ひとり親家庭の支援から、女性と子育て家庭と
幅を広げてホッとできる居場所を届けています


NPO法人しんぐるまざあず・ふぉーらむ・福島
理事長 遠野 馨さん


郡山市内に拠点を構える「NPO法人しんぐるまざあず・ふぉーらむ・福島」は、明るいひとり親家庭を目指して活動の輪を広げてきた団体です。1996年の発足時は「いいであいネットワーク」という名前でした。2006年に名称変更し、翌年NPO法人格を取得しました。2011年の東日本大震災では、ひとり親家庭だけでなく、災害弱者ともいえる女性と子育て家庭に対象の幅を広げ、現在も支援活動を続けています。理事長の遠野馨さんに女性と子どもに特化した支援の中身とこれからについて伺いました。


避難所にも私たちと同じひとり親家庭の親子がいるはず

NPO法人しんぐるまざあず・ふぉーらむ・福島(以下、しんぐるまざあず・ふぉーらむ)は、郡山市安積町に活動拠点を置く団体です。震災当時、遠野さんたちが最初に取り組んだのが会員の安否確認でした。「浜通り地区にも会員さんがいたので電話をしました。皆さんの無事が分かったので、次は避難所だと思いました。しんぐるまざあず・ふぉーらむの事務所と県内最大の避難所となったビッグパレットふくしまは、目と鼻の先。きっと困っているお母さんがいるはずと思いました」と、遠野さん。2011年3月末、ビッグパレットふくしま(以下、ビッグパレット)に出向くと、すでに大変な状況だったそうです。「最大時2,800人を収容していたビッグパレットは、通路やトイレの出入り口まで避難されてきた方で溢れていました。ひとり親家庭とか言っている場合ではありませんでした。すぐに女性と子どもに対象を広げて支援を始めました」。

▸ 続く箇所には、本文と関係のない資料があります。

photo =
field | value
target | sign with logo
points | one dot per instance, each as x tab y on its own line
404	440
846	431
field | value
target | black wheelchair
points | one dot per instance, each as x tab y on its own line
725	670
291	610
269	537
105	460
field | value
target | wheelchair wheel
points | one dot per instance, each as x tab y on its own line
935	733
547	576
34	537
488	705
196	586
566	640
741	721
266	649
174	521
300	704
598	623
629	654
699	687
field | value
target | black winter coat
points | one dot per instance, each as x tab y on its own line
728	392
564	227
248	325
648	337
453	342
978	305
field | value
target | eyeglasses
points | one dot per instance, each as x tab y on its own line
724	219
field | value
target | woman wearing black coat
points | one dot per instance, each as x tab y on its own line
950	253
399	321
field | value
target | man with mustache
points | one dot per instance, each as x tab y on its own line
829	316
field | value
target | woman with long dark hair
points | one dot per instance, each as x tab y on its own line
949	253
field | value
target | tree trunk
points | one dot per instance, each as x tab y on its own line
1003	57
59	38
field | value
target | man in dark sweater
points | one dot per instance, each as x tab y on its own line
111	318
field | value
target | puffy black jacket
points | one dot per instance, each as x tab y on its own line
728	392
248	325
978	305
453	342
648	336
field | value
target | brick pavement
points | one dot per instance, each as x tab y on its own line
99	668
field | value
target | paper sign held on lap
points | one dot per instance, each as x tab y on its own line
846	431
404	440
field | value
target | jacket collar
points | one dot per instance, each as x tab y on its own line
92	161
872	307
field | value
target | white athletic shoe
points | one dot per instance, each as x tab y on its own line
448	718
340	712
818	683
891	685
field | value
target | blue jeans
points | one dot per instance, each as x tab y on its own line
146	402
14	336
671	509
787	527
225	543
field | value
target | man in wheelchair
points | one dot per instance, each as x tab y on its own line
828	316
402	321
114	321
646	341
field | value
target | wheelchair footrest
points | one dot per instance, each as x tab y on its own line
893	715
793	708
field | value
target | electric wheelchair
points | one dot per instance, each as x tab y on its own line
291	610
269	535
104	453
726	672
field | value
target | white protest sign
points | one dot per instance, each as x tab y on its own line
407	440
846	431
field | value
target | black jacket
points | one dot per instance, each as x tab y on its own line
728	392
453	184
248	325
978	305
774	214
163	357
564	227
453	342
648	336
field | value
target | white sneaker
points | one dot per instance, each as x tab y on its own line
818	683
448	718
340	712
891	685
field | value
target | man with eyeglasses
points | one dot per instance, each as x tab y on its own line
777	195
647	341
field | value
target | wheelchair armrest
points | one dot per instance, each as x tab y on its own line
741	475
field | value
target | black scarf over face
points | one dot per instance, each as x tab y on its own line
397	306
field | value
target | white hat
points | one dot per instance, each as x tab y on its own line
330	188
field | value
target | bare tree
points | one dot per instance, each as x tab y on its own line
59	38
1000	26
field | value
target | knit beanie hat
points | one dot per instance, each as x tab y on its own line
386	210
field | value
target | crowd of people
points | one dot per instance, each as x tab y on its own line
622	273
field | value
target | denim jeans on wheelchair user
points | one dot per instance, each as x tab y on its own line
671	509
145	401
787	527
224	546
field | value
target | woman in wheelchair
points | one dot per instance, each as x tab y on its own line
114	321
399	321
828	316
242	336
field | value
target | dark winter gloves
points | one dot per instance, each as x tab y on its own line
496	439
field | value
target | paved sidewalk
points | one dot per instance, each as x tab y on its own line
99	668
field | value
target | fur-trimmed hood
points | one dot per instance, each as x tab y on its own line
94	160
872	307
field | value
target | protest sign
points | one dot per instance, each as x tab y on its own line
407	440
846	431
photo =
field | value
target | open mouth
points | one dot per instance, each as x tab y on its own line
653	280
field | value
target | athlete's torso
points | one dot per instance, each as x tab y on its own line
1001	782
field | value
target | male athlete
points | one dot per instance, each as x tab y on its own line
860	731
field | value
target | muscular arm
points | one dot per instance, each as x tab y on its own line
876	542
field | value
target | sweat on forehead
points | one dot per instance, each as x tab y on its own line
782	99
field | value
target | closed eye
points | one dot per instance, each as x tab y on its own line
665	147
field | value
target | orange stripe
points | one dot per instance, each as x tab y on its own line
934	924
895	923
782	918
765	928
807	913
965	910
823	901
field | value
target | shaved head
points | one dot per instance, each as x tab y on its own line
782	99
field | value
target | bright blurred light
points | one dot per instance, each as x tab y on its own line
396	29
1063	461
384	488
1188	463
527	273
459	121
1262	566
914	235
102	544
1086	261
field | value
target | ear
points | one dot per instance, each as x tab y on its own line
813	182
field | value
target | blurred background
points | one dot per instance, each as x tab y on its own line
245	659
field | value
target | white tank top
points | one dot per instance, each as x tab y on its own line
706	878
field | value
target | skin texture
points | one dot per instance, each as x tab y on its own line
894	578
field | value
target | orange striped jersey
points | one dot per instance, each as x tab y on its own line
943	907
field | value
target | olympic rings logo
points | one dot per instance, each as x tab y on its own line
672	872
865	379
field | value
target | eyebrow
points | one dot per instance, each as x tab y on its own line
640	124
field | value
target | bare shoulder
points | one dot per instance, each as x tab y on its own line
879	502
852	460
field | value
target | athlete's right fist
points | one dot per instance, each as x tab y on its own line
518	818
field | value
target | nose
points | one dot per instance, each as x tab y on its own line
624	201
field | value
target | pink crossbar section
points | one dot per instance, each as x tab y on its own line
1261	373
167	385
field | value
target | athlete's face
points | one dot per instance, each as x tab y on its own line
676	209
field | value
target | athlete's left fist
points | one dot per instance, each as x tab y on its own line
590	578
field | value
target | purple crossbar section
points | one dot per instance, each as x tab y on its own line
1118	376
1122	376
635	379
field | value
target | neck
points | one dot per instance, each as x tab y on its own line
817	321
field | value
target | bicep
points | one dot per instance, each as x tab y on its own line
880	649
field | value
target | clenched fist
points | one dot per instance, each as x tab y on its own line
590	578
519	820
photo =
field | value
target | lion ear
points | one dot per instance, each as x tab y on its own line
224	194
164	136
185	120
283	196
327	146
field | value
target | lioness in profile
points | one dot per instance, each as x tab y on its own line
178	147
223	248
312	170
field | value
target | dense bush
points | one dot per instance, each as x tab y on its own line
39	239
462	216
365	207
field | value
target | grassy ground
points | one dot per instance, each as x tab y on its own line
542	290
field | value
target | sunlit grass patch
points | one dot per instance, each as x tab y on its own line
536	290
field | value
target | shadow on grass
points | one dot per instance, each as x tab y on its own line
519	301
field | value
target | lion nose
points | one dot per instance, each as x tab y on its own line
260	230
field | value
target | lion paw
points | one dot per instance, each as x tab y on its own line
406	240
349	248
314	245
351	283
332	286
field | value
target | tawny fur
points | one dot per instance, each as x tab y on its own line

すると早速、必要な支援物資の聞き取り調査や個別相談を始めると、下着がほしいという声がたくさん遠野さんたちに届きました。「皆さん着の身着のままで避難されていましたからね」。呼びかけると1,500人の希望がありました。遠野さんは、無謀を承知で女性下着の大手メーカーに電話をして直談判。ありがたいことに思いが通じ提供していただけたそうです。「お化粧したいという希望にも応えました。お化粧すると皆さん顔が明るくなりました。女性本来の元気を取り戻した…そんな感じがしましたね」。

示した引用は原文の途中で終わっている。